RALEIGH — Republicans leading the General Assembly and the executive branch find themselves in an intraparty tug-of-war over relatively low-key legislation that may reveal who’s got political strength in Raleigh and let Gov. Pat McCrory display some independence.
The legislature reconvenes Tuesday to consider whether to override two McCrory vetoes on bills requiring government drug testing of some welfare applicants and broadening exceptions for employers required to confirm whether new employees can work in the country.
Both bills passed the House and Senate by comfortable veto-proof margins in July. While a couple of legislators have suggested they’ll change their minds, GOP leaders in both chambers sound ready to override the new governor on his first-ever vetoes.
“We’re still on track as far as I know … the votes are there,” said House Majority Whip Mike Hager, R-Rutherford. “We have a responsibility to the people the state to pass what we think is good legislation.”
A veto override requires yes votes from three-fifths of the members present in each chamber. Tuesday’s discussion will begin in the House. Jordan Shaw, a spokesman for House Speaker Thom Tillis, R-Mecklenburg, wouldn’t say late last week what Tillis would do but downplayed the disagreements, saying McCrory signed hundreds of bills into law this year. “That’s a good batting average,” he said.
On the Senate side, Amy Auth with chamber leader Republican Phil Berger’s office said that while the House must make override decisions, “both pieces of legislation passed the Senate with overwhelming bipartisan support.”
McCrory’s public lobbying effort to preserve the vetoes, which included accusing Republican lawmakers on Facebook of passing “job-killing” legislation, didn’t earn him favors with lawmakers.
Republican lawmakers overrode 11 of the 19 vetoes Democratic Gov. Beverly Perdue sent them in 2011 and 2012, negating vetoes on two state budgets, abortion restrictions and fracking legislation.
McCrory’s vetoed bills lack the prominence of those Perdue vetoed, evoking instead vetoes Democratic Gov. Mike Easley issued while Democrats largely controlled the legislature last decade. Only one Easley veto was overridden on a bill about boat-towing rules.
McCrory may benefit regardless of Tuesday’s outcome by portraying himself as someone willing to challenge the legislature. He’s been criticized by some for enabling the General Assembly by signing a law directing new abortion clinic rules and an elections overhaul that went beyond voter identification requirements he sought.

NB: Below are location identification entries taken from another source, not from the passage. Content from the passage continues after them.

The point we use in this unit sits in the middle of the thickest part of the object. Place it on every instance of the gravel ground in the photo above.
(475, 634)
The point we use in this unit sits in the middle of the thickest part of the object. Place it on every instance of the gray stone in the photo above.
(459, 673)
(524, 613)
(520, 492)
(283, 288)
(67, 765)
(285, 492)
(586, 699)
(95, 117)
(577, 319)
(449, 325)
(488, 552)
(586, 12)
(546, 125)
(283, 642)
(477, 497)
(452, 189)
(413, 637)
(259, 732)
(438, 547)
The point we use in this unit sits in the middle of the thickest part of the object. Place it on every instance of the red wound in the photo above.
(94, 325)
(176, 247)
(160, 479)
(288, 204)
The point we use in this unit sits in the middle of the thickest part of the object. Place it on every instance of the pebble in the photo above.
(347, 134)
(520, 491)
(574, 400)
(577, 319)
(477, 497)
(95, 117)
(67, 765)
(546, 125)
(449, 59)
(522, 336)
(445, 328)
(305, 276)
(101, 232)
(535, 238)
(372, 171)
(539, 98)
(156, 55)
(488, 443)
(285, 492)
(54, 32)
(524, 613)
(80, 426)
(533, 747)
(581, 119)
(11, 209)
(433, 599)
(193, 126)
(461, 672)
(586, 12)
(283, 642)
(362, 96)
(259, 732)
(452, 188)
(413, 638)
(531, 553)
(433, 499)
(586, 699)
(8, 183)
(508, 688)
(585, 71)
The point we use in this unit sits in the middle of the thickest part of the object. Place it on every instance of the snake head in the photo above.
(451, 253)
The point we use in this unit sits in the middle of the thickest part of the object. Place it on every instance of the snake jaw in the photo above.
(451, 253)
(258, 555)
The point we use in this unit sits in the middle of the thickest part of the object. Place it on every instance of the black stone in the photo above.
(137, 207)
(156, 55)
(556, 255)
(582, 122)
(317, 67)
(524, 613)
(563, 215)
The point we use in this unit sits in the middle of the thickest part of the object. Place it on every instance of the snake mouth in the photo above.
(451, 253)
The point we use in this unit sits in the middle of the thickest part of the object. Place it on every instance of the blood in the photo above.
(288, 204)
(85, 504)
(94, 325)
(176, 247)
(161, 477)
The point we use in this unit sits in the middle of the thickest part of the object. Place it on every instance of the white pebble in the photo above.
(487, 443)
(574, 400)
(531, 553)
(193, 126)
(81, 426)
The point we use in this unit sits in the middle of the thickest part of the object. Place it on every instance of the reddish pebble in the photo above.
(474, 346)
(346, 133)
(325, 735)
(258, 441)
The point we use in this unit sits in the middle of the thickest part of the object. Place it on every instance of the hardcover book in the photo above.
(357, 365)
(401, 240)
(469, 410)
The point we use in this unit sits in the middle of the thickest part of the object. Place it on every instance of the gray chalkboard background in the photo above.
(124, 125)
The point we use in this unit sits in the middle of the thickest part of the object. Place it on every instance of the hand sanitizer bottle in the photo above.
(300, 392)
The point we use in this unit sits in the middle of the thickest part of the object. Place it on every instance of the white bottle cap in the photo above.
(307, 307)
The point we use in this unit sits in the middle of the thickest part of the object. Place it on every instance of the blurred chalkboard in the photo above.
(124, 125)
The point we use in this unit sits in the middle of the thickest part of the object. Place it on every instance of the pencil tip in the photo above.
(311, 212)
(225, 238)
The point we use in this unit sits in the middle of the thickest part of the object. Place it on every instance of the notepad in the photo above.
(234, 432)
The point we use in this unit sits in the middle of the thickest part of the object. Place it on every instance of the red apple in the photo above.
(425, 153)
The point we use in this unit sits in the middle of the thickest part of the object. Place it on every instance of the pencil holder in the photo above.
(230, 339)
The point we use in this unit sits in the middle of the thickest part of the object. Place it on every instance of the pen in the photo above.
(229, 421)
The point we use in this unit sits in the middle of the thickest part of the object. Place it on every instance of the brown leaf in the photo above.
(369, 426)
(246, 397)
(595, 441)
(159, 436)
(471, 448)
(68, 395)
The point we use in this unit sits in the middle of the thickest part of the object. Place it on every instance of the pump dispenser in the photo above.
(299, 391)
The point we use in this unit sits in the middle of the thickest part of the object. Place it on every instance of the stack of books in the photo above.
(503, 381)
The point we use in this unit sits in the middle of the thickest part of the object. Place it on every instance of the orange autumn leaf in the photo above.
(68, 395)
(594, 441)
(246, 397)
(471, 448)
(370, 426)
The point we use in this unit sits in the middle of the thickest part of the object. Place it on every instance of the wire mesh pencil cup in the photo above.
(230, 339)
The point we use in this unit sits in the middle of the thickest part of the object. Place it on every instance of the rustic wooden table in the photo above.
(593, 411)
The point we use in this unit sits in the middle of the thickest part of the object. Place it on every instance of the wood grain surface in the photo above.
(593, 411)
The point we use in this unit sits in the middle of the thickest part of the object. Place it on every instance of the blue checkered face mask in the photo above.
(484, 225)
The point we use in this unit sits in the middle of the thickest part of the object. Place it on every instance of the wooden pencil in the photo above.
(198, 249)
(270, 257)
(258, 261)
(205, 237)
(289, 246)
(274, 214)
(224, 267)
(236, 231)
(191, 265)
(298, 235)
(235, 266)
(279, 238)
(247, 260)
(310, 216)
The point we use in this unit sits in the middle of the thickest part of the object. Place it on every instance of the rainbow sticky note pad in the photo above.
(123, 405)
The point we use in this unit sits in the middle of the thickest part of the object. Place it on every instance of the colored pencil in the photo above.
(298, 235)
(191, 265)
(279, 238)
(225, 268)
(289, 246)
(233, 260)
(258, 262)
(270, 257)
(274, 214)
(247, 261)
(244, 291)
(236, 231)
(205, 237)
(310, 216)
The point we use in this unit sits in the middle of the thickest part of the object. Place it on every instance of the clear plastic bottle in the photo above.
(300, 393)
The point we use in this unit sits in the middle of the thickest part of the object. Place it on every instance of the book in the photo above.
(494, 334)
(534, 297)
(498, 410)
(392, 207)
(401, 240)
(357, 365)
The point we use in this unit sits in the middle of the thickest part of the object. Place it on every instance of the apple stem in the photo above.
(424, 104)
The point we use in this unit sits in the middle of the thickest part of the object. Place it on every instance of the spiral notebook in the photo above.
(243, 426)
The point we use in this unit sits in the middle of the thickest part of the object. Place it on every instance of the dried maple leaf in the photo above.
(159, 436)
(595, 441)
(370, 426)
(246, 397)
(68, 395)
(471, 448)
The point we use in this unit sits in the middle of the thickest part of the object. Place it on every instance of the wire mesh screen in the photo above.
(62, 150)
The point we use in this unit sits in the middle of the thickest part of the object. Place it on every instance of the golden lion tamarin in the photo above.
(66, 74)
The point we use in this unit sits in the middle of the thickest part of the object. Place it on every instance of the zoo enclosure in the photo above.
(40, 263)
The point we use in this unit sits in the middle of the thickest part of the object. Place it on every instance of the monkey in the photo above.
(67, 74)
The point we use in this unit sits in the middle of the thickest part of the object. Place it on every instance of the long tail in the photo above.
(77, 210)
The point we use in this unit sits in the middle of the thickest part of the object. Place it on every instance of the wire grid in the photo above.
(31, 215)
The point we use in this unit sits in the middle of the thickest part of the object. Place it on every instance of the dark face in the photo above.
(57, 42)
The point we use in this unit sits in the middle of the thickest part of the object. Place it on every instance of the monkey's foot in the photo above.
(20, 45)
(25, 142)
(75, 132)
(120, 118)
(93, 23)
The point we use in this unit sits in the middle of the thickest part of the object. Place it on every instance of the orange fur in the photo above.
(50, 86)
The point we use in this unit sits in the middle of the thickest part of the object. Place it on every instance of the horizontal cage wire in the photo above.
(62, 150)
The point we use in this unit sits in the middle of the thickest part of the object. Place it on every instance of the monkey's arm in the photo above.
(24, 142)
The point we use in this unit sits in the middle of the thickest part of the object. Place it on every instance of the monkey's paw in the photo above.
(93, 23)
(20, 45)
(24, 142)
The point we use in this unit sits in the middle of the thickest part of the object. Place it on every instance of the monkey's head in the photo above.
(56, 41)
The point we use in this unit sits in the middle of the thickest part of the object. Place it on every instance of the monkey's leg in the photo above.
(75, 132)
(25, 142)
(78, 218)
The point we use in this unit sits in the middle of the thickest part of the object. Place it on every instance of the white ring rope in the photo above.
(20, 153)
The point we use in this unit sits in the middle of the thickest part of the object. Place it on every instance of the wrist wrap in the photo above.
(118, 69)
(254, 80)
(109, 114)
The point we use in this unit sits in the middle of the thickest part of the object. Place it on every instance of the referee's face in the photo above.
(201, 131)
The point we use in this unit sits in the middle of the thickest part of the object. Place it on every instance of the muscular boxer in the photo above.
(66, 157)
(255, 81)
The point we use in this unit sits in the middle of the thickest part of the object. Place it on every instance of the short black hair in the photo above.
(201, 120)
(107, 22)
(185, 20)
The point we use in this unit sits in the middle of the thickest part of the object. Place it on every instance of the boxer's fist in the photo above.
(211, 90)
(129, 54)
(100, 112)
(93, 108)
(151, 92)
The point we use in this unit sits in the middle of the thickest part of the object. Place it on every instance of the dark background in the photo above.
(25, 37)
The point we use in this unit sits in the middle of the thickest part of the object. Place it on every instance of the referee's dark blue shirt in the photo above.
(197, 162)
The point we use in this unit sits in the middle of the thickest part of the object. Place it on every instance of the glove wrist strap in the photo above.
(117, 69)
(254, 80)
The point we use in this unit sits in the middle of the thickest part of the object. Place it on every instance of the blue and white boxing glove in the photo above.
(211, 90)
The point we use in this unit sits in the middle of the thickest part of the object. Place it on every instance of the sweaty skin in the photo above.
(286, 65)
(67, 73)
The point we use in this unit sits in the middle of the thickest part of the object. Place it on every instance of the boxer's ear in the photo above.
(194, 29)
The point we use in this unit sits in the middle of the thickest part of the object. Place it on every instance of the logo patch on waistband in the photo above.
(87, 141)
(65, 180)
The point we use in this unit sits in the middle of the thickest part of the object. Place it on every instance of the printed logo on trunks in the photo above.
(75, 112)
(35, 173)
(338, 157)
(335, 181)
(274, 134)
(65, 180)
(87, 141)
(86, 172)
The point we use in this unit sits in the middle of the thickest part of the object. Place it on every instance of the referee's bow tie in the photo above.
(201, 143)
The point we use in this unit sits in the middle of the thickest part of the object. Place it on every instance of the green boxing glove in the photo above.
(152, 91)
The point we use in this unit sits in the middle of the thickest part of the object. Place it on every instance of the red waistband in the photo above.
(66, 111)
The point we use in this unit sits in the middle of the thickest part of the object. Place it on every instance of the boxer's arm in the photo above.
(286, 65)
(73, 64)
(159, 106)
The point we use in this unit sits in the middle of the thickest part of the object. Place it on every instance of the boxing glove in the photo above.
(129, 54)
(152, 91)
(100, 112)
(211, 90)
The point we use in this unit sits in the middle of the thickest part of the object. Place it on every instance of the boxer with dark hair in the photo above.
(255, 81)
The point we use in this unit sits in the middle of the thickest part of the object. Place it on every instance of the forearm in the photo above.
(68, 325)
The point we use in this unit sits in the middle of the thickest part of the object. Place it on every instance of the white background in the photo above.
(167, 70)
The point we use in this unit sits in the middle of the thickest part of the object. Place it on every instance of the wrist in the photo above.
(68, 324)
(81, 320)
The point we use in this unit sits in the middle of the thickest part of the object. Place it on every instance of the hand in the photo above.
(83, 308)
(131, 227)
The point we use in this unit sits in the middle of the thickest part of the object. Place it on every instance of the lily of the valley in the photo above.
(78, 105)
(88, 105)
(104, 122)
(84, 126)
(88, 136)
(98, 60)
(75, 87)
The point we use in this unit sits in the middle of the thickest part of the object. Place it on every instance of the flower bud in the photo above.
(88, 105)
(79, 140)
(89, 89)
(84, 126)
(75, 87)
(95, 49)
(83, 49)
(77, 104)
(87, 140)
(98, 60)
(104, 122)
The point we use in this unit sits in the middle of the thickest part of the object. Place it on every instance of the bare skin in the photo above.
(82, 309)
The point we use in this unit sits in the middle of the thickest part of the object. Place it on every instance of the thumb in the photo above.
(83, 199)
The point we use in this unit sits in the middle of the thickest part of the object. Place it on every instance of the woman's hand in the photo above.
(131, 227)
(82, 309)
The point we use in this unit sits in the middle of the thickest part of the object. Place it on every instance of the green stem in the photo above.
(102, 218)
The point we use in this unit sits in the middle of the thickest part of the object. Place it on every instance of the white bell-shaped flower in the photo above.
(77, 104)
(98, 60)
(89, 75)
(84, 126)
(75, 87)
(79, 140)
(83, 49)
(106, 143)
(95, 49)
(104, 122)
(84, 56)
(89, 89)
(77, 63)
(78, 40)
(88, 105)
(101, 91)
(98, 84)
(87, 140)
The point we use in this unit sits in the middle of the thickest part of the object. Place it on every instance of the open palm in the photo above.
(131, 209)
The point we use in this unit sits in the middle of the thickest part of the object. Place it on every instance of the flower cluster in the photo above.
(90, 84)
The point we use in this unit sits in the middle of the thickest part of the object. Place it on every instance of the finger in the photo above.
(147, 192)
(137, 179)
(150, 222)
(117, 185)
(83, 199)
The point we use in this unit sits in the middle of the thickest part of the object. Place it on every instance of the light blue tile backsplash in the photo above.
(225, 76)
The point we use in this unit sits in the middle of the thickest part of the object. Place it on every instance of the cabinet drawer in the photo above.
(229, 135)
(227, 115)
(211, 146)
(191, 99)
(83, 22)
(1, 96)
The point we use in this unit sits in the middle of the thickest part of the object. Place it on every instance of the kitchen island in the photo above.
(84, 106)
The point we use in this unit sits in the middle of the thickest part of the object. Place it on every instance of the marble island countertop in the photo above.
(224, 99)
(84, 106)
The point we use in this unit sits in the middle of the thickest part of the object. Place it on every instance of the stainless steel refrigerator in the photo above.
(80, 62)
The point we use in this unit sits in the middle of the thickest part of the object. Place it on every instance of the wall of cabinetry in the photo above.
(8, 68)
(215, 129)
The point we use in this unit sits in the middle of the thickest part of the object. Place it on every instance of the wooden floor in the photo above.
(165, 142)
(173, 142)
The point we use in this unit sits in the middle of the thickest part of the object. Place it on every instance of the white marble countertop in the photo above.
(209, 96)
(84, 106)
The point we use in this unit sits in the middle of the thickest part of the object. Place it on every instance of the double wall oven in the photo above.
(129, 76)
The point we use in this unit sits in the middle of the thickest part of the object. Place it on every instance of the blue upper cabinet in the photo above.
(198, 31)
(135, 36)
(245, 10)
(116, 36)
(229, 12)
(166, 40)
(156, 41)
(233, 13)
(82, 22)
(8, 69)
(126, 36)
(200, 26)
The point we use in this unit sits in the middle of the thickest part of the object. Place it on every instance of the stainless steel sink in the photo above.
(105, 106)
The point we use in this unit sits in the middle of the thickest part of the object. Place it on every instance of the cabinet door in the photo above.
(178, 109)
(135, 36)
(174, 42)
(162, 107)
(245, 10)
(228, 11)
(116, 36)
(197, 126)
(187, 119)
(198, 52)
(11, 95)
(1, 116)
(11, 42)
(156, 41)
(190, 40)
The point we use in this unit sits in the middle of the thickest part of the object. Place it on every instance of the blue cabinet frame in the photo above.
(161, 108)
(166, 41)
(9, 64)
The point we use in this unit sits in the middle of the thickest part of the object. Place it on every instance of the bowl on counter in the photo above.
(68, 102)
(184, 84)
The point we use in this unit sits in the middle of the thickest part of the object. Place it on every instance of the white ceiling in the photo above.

The vetoes may be “a genuine expression of his view on the issues (but) it’s probably also some kind of political value,” said Andrew Taylor, a political science professor at North Carolina State University. McCrory “may well be signaling to voters, particularly those that are not Republicans, that he’s not in lockstep with those guys at the General Assembly.”
McCrory said he vetoed the bills in the name of good government. “I don’t veto for the purpose of wins and losses or to seek control or power,” he said in a recent interview with The Associated Press.
The drug-testing bill requires the state to test Work First welfare program applicants or recipients whom the agency “reasonably suspects” are engaged in illegal drug use. Bill supporters say it will ensure welfare funds are distributed wisely. McCrory said carrying out the bill would be expensive, won’t help many drug abusers and raises government intrusion issues. The American Civil Liberties Union praised the veto.
The immigration bill would exempt employers from counting temporary employees who work less than nine months in a calendar year while calculating whether they must utilize the federal E-Verify system. The current law exempted workers of no more than three months. McCrory said the legislation doesn’t just apply to agriculture — the intended focus of the bill — and will mean North Carolinians will lose out on jobs.
The agriculture industry, led by North Carolina Farm Bureau and state Agriculture Commissioner Steve Troxler, has sent letters to Tillis and Berger urging them to override the veto.
Specialty crop organizations — from growers of watermelons to Christmas trees —say the 90-day rule makes it hard for them to hire enough foreign workers, which already must show them documents to work. Native-born workers aren’t interested in field work, and the E-Verify and federal guest-worker programs add to their costs and paperwork, they say.
“Unless you are able to override the veto, the ‘jobs killed’ that the governor may actually realize are the family farms themselves,” leaders of the Tobacco Growers Association of North Carolina wrote.
McCrory’s office announced support for the exemption veto from six sheriffs, including those from Tillis and Berger’s home counties. The exemption will “lead to additional undocumented workers in the area and would greatly impact our schools, our hospitals, our roads and our local social programs,” Guilford County Sheriff BJ Barnes was quoted as saying in a McCrory release.